I will be mischievous here as the poem suggests and question the thought that fences or, in our context, boundaries always make better neighbors. Sometimes, to change well and improve, you need to break down a wall to engage with people. Let me give you an example straight out of the poem. Sometimes, it is essential to break out of your echo chamber and engage with someone who does not think exactly like you or is different than you. You may learn something from them, expand your horizons, and grow. Also, what is there to be afraid of? As the poem suggests, why fear engaging with the apple tree if you are more inclined to be a pine tree? Surely, they are not going to eat your pine cones!
One thing I am good at is breaking through boundaries. I love the diversity of opinions and ideas. That is why I went to one of the most conservative institutions for my undergraduate degree and a liberal one for my Graduate degree. I cherish my friends and teachers in both.
Another reason it may be essential to break down boundaries is when you are lonely or feeling depressed. I know this from personal experience. I went into a depression after losing my second parent and only my friends and colleagues helped to pull me out. But it took a bit.

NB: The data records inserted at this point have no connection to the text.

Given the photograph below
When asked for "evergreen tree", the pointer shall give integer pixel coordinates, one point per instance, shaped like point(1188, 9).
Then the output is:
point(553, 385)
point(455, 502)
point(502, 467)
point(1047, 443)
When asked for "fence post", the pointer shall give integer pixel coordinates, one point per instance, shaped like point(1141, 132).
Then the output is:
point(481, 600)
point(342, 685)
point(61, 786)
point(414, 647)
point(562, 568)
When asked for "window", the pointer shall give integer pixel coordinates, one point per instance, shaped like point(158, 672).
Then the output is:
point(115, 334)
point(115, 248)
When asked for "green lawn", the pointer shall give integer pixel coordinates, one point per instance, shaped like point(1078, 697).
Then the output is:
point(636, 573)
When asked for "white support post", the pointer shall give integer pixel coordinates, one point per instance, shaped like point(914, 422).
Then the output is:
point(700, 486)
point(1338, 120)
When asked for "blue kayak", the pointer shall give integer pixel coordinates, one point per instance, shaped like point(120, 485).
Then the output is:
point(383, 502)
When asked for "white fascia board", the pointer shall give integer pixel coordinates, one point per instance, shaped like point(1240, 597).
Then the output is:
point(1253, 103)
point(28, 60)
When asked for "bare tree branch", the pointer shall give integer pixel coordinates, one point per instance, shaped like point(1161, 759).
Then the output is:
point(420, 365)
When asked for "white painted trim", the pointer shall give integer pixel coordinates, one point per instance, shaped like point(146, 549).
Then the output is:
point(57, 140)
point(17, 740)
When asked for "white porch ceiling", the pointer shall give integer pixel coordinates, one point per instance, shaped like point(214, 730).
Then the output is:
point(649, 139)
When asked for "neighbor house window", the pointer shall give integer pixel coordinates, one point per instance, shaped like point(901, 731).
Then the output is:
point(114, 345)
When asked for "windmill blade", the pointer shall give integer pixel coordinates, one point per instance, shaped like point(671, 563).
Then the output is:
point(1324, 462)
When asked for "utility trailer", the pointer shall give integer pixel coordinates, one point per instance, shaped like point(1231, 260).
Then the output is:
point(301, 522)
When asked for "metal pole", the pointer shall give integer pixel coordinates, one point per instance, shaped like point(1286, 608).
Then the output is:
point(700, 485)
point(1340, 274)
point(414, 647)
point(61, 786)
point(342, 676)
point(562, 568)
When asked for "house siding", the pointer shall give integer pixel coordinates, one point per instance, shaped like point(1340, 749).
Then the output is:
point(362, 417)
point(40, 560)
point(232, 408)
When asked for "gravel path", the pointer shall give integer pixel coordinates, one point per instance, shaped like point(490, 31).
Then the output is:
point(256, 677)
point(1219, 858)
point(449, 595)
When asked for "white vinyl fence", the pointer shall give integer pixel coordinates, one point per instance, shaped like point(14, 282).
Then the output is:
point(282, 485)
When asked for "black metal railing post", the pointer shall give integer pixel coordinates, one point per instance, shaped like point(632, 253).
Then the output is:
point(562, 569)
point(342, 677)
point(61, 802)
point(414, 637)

Let’s pull in the other two events I mentioned at the start and a bit more of the poem. The last part of the poem excerpt says:
Before I built a wall I’d ask to know
What I was walling in or walling out,
And to whom I was like to give offense.
There are indeed times when you should build a boundary. We discussed this topic in the small group I facilitated the other week. We should respect and understand other people’s boundaries when we think breaking through would offend. Some boundaries are obvious. You should not get into someone’s personal space unless invited into it. Some are less so. Here is an example, and one was brought up in the small session. Some people need quiet time to reflect. As a loud and energetic person, something you may have noticed from this podcast, there are times that I am a bit too loud for some quieter people (like my spouse).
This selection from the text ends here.